Archive for the ‘Sarah Kanouse’ tag
Public Broadcast Cart in fall 2011 Art Journal
Sarah Kanouse has published an excellent essay on radio as art practice in the public space. The essay “Take It to the Air: Radio as Public Art” is printed in the fall 2011 Art Journal and discusses three different art projects utilizing radio as the primary medium. Following the introduction, Sarah discusses the work of Jon Brumit and Neighborhood Public Radio, my own Public Broadcast Cart and the work of art collective LIGNA. The final wrap up of the essay is quite inspiring:
In these projects, radio is a prosthetic technology that transmits the physical world into the space of electronic communications and materializes the vast space of electromagnetic resources into something material and physically apprehensible. In so doing, it forces a confrontation with and contestation of the rules that govern and control the use of both spaces, positioning radio for creative interventions in manifold public spaces – not only those we inhabit with our bodies, as much of the best public art does, but also those we inhabit with our passions, our excesses, our energies, and our speech.

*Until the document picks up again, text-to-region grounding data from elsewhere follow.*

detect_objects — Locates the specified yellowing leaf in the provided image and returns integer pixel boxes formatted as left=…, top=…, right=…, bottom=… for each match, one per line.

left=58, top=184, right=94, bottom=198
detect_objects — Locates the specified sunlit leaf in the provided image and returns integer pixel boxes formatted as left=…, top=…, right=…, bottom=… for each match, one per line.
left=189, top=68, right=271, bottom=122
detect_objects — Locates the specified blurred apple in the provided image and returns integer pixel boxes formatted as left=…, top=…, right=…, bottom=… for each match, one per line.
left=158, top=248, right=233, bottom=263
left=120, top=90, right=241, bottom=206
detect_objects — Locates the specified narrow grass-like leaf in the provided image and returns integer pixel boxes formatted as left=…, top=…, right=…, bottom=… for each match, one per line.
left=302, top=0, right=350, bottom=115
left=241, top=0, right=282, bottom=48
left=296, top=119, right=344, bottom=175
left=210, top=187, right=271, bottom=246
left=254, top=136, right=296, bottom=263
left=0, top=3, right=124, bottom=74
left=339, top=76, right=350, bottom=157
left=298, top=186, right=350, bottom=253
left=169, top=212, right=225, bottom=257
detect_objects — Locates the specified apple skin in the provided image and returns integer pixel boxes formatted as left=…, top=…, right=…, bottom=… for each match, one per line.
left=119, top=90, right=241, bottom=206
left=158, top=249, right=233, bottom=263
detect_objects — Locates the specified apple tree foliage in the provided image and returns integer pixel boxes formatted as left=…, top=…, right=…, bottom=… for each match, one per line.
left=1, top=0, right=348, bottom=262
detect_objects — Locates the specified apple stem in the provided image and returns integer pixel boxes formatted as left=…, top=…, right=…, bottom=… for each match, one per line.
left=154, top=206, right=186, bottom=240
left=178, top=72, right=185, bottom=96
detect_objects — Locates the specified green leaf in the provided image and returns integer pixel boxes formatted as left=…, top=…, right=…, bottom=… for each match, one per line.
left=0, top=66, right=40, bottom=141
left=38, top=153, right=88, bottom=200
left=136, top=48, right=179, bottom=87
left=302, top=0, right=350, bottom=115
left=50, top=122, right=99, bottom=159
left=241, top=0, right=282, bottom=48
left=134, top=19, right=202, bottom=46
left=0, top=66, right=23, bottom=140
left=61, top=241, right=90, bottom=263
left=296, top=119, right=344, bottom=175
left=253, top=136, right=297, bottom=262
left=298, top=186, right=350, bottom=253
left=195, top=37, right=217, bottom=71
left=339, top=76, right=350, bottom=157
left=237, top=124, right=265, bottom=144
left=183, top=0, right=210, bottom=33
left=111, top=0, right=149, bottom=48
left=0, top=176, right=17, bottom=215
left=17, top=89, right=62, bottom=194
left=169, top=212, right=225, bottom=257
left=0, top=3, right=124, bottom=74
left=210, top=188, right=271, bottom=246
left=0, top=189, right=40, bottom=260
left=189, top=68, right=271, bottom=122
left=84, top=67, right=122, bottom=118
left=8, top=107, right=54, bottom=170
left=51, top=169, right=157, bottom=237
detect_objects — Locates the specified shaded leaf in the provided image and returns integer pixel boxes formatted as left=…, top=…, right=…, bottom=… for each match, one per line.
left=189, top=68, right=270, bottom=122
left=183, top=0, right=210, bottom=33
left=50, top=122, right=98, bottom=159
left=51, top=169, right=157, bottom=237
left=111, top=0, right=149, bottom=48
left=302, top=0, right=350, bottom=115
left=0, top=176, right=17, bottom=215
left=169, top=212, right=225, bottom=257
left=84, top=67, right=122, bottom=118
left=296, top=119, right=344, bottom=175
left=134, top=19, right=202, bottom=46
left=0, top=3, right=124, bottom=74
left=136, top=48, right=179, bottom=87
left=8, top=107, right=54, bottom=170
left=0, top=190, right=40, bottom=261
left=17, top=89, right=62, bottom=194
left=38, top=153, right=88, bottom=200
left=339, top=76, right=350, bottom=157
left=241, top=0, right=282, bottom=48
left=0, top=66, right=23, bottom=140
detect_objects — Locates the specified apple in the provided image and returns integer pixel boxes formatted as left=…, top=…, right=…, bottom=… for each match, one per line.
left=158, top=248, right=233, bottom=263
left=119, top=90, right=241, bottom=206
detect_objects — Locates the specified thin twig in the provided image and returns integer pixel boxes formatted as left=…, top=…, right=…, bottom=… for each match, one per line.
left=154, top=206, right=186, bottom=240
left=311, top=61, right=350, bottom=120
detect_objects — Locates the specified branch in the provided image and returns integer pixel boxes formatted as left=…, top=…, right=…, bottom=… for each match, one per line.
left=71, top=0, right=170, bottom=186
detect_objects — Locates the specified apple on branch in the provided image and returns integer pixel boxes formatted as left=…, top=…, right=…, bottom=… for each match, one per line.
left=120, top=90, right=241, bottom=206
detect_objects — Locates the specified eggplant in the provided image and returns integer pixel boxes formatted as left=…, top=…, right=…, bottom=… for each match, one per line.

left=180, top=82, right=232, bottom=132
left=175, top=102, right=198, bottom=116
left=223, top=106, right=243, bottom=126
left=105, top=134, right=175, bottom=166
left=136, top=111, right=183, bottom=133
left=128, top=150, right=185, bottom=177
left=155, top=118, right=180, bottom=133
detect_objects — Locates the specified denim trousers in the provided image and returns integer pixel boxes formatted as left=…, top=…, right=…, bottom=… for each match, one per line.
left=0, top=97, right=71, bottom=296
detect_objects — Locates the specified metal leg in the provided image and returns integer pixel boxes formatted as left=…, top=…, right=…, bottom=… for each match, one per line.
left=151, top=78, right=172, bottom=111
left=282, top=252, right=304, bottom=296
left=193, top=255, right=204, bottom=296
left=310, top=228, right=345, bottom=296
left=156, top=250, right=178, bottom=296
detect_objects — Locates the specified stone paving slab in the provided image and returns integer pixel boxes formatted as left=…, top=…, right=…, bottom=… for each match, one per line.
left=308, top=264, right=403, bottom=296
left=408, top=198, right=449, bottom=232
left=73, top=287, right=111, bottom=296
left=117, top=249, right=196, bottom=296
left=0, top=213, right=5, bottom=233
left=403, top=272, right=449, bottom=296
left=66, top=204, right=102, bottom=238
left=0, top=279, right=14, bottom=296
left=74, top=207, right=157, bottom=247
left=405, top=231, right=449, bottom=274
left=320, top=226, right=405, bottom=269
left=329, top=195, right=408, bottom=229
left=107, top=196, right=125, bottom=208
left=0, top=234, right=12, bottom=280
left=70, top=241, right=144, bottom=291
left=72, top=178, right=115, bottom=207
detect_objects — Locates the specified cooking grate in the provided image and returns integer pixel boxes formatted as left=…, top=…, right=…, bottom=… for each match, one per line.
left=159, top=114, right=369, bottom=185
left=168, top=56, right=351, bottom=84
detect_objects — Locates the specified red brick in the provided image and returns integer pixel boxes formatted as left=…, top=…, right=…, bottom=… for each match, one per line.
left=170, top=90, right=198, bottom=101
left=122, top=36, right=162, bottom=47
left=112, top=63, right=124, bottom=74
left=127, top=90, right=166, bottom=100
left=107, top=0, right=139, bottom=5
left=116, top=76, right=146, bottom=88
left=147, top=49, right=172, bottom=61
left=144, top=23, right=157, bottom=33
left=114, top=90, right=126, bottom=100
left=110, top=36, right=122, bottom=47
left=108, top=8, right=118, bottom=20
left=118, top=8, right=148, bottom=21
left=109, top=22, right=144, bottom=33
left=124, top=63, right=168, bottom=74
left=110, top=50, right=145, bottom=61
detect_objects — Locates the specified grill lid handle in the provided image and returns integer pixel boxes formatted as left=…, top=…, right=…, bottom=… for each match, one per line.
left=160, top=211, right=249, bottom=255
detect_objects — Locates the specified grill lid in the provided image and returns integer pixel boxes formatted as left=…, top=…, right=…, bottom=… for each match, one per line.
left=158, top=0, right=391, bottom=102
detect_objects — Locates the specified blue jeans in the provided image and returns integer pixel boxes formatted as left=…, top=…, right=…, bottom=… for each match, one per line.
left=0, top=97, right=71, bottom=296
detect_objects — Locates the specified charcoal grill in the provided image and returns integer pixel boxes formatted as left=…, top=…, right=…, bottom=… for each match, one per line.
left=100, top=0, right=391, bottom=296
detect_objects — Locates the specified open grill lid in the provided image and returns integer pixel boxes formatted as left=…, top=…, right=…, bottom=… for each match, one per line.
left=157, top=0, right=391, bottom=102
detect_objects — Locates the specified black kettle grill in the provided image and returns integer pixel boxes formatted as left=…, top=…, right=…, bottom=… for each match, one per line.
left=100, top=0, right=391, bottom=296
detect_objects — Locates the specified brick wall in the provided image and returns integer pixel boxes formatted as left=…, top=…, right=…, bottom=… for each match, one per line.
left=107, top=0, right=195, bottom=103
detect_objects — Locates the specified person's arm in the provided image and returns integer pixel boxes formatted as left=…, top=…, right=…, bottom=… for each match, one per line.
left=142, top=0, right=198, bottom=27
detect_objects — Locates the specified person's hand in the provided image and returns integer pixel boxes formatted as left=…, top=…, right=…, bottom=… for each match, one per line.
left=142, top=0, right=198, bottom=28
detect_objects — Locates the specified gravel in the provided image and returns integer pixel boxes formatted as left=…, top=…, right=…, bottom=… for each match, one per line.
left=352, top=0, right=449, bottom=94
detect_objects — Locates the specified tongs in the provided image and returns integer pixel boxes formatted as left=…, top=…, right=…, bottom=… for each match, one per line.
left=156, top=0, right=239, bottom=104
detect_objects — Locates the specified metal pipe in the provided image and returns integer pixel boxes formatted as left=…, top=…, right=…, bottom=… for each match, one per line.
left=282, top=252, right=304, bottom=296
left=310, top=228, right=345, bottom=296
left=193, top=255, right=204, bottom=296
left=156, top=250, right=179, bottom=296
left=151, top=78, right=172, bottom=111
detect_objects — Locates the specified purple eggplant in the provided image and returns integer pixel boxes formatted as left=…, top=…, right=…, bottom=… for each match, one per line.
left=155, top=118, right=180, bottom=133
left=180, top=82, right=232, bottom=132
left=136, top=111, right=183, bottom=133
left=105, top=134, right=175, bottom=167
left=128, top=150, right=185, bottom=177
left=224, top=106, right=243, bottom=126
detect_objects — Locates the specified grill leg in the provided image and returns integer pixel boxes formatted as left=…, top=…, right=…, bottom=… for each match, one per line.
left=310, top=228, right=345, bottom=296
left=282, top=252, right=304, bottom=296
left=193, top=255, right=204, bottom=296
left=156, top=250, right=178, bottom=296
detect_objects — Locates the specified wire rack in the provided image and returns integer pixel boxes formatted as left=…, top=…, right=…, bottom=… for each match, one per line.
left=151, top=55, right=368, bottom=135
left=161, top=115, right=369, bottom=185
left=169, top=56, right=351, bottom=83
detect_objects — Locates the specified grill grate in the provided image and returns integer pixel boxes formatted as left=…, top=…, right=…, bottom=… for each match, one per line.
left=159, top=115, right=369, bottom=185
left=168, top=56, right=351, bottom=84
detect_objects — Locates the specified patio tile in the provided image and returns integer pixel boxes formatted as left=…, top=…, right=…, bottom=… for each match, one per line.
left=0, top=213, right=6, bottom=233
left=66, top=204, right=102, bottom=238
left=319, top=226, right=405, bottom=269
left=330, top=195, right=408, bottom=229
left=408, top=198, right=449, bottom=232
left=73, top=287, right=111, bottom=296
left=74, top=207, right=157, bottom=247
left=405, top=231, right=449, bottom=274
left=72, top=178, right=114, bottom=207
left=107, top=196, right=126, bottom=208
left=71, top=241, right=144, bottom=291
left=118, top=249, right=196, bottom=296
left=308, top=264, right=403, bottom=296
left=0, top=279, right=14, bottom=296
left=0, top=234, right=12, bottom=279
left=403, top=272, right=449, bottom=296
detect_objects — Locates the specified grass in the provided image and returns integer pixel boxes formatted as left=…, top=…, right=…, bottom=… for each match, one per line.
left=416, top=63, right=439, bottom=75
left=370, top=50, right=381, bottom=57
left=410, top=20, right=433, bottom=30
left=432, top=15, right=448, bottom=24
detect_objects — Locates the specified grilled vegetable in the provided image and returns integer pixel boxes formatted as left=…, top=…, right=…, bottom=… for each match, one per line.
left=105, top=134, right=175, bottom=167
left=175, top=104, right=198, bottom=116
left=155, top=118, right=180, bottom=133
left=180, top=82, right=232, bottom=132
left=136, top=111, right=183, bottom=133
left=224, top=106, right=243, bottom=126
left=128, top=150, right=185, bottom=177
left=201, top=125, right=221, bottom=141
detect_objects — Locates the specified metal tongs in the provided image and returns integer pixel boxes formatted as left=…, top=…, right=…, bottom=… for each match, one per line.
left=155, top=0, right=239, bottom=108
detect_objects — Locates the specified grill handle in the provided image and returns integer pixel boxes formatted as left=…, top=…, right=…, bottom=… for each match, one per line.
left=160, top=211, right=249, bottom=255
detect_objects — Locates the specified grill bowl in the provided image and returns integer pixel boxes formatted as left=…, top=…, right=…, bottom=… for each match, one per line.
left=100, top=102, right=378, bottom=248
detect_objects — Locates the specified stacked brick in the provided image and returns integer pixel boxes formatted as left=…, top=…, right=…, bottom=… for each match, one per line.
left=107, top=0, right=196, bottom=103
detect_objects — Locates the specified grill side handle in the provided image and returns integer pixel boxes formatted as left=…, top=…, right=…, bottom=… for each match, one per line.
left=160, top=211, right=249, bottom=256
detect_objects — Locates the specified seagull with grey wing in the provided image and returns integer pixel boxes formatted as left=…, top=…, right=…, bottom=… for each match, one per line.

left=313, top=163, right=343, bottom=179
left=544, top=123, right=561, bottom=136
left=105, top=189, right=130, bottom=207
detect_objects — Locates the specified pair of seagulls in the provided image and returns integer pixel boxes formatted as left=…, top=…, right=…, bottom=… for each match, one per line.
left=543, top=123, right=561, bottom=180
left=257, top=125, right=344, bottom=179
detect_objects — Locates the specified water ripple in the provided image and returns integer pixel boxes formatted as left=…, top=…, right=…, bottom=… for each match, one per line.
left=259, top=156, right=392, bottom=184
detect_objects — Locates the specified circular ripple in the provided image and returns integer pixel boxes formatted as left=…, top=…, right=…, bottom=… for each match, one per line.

Stories in Reserve, Volume I now available
The Temporary Travel Office has published a set of artist audio works as audio tours of sites in North America. Last winter, Ryan Griffis contacted me to contribute to the publication by revisiting Dentimundo, a 2005 project commissioned for inSite05 that investigates medical tourism in the form of US citizens traveling to Mexican dentists along the border for dental care that is unaffordable in the United States. For the project, I traveled the length of the U.S./Mexico border and met with dentists and patients to learn about this detail of the border economy and relations.
For the publication “Stories in Reserve,” I revisited all of my old files, photographs, interviews, research and writing to compose a narrated audio work. I recently received the publication that also includes America Ponds by Sarah Kanouse and Siting Expositions:Vancouver by Ryan Griffis, Lize Mogel and Sarah Ross. The publication includes a full color booklet with statements by the artists and translations of the works as necessary along with three CDs for each of the pieces. It’s a great little publication and worth checking out online for free – Volume One.